The Unknown Girl (2017)

A SDG Original source: National Catholic Register

“Listen.”

It’s the first word of dialogue spoken in the Dardenne brothers’ The Unknown Girl, as Dr. Jenny Davin (Adèle Haenel), stethoscope held to the back of a heavyset, older patient, presses her intern Julien (Olivier Bonnaud) to diagnose the condition of the man, whose heavy breathing dominates an otherwise mostly silent opening shot.

Directed by Jean-Pierre and Luc Dardenne. Adèle Haenel, Olivier Bonnaud, Jérémie Renier, Louka Minnella, Christelle Cornil, Ben Hamidou, Nadége Ouedraogo, Olivier Gourmet. Sundance Selects.

Artistic/Entertainment Value

Moral/Spiritual Value

+2

Age Appropriateness

Teens & Up

MPAA Rating

None

Caveat Spectator

Troubling subject matter relating to the death of the title character; brief moments of violence and menace; references to prostitution and a couple of explicit sexual references. Older teens and up.

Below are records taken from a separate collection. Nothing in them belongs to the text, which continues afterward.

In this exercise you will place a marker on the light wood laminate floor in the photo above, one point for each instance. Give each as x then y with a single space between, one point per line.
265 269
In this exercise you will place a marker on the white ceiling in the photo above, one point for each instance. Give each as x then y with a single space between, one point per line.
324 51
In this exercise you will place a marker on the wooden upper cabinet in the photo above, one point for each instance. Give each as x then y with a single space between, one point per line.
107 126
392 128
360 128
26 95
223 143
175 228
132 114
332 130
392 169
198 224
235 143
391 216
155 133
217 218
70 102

Jenny will do a lot of listening in the drama that follows. First, though, will come a moment when she does not listen — the only time in the film she ignores a bid for her attention, but that one time hangs over the rest of the film as Jenny, a general practitioner at a modest urban clinic in Seraing, Belgium, finds herself increasingly consumed by the death of a teenaged African girl who may have been murdered.

Sooner or later, in every film from Jean-Pierre and Luc Dardenne over their 20-plus career as narrative filmmakers, the protagonist comes to such a turning point, a moral test on which everything turns. It may come early or late, and they may fail the test or pass it, but afterward nothing is the same.

There’s a lot of wordless silence as Jenny works — more than any Dardennes film since 2002’s The Son — but also a lot of listening to dialogue.

Never before, though, has the moment been so mundane, so seemingly dramatically irrelevant, at least until the next day. The consequences are disproportionately devastating: Someone is dead instead of alive. There’s no way Jenny could have known, of course. Everyone assures her it’s not her fault.

But, by a capricious logic of moral obligation in chaotic systems, Jenny understands that she is implicated in this death and can’t disavow all responsibility. She had an excellent rationale for the choice she made; if only that rationale had been her real motive.

We can all think of any number of turning points in our lives in which we see after the fact how a trivially different past choice would have had utterly incommensurate and unpredictable effects, for better or for worse. If one hadn’t happened to go to a certain social event, one never would have met one’s future spouse — or the terrible accident never would have happened. You never know.